Actuellement, les discussions se poursuivent dans les travaux en commissions techniques autour des questions spécifiques. C’est notamment autour de ces questions spécifiques que le groupe Lafarge a souhaité disposer des éclaircissements. Il s’agit des questions liées aux mécanismes d’accès aux avantages du Code des investissements (avantages fiscaux et douaniers possibles), aux mécanismes de fixation des prix, à la comptabilité analytique congolaise, ces discussions techniques, il est noté la présence ministères sectoriels et d’autres services de l’Etat concernes. L’on eut cité notamment les ministères des finances, de l’économie, de l’industrie, du COPIREP, le Conseil permanent de la comptabilité au Congo (CPCC) et l’Agence nationale de promotion des investissements (ANAPI).

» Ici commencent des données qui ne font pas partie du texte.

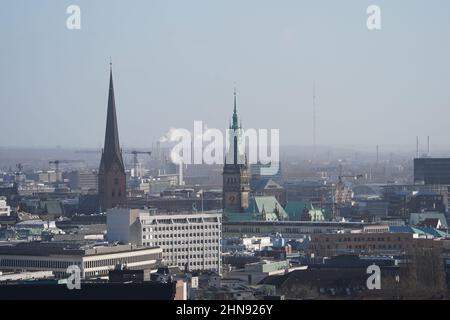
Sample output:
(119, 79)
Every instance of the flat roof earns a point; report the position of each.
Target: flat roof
(67, 249)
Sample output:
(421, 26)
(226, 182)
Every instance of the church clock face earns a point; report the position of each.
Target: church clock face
(231, 198)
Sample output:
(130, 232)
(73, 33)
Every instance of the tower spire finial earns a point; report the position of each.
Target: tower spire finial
(235, 118)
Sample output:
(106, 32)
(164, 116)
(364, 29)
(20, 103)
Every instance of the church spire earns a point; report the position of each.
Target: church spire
(235, 125)
(112, 146)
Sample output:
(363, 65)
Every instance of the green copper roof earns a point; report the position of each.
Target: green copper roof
(295, 209)
(239, 216)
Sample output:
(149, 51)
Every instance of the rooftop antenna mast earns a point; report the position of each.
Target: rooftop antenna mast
(378, 150)
(417, 146)
(314, 121)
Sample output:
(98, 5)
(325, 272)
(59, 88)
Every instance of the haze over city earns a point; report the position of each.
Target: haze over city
(178, 62)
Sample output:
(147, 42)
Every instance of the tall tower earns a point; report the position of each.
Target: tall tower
(236, 179)
(111, 176)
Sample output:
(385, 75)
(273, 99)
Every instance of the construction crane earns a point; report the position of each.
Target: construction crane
(135, 159)
(58, 162)
(338, 194)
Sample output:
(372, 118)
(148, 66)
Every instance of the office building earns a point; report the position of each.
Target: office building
(93, 261)
(188, 240)
(432, 171)
(5, 210)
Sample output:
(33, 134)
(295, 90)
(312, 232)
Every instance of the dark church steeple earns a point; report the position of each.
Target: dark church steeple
(111, 150)
(111, 179)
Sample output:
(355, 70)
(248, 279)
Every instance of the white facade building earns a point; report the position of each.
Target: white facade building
(4, 209)
(93, 261)
(188, 240)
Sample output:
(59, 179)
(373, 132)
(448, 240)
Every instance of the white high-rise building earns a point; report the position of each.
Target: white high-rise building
(5, 210)
(188, 240)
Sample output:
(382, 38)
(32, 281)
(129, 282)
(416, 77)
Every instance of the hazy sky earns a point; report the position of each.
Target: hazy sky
(177, 61)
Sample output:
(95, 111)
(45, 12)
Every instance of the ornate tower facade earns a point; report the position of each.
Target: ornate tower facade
(236, 179)
(111, 176)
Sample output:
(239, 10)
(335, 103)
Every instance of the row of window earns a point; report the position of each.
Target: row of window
(196, 255)
(171, 243)
(185, 235)
(364, 247)
(361, 239)
(115, 261)
(45, 264)
(174, 228)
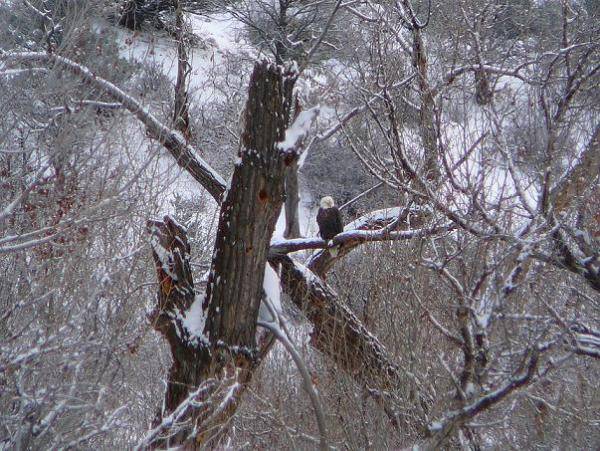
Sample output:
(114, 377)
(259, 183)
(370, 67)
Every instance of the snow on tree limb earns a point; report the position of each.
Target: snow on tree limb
(295, 133)
(184, 154)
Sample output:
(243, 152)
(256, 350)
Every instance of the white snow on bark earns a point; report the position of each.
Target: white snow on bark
(272, 287)
(299, 129)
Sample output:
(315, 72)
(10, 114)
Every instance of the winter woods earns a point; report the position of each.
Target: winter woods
(163, 283)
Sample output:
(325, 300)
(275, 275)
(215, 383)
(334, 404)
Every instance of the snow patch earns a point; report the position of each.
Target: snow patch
(272, 287)
(194, 320)
(299, 129)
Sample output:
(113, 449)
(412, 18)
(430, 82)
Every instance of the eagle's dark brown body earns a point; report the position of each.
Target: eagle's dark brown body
(329, 219)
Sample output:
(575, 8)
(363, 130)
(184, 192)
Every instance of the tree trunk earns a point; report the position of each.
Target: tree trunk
(227, 349)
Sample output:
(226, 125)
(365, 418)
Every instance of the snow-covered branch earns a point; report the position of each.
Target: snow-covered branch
(184, 154)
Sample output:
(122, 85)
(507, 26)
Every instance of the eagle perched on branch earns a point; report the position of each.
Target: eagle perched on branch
(329, 220)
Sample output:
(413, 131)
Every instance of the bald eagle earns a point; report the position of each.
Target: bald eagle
(329, 220)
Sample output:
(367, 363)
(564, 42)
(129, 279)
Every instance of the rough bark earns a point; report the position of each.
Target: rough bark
(292, 222)
(250, 211)
(339, 334)
(227, 349)
(181, 117)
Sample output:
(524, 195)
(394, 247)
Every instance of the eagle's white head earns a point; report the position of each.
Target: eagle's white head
(327, 202)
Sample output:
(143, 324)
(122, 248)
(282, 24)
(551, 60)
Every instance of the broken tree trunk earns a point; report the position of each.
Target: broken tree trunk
(216, 342)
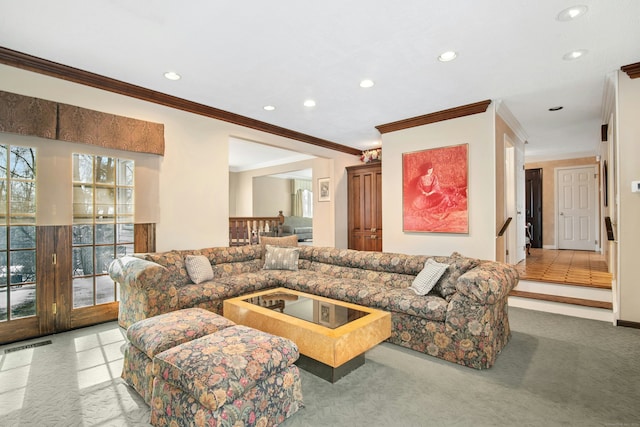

De­puis le mois de décembre 2009, les négociations ont commencées entre les deux parties. Elles se sont étalées sur plusieurs phases. A partir de la semaine prochaine, el­les entrent dans un tournant décisif.

Pour mémoire l’Etat con­golais a pris l’option de céder 41% de ses actions dans le capital de la Cinat dont 10 % sont réservés aux personnes physiques congolaises. Cette  option se justifie par le souci de trouver des moyens pour relancer l’industrie nationale du ciment. C’est au terme d’une procédure transparente d’ap­pel d’offres de 45 millions de dollars US pour reprendre les 31 %d’actions cessibles que la firme française Lafarge a été sélectionnée.

L’entrée souhaitée de Lafarge dans l’actionnariat de la Cinat est précédée par sa réputation internationale de lea­der mondial en matériaux de construction. Cette présomp­tion positive pour le groupe français doit, en principe, augurer de bonnes choses pour la modernisation future de la CINAT et le développe­ment des localités environnan­tes, ainsi que du pays dans son ensemble. Dans l’hypothèse où les négociations vont déboucher sur un accord, la Cinat pour­rait repartir sur de nouvelles bases et devenir à terme un fleuron de l’économie congo­laise.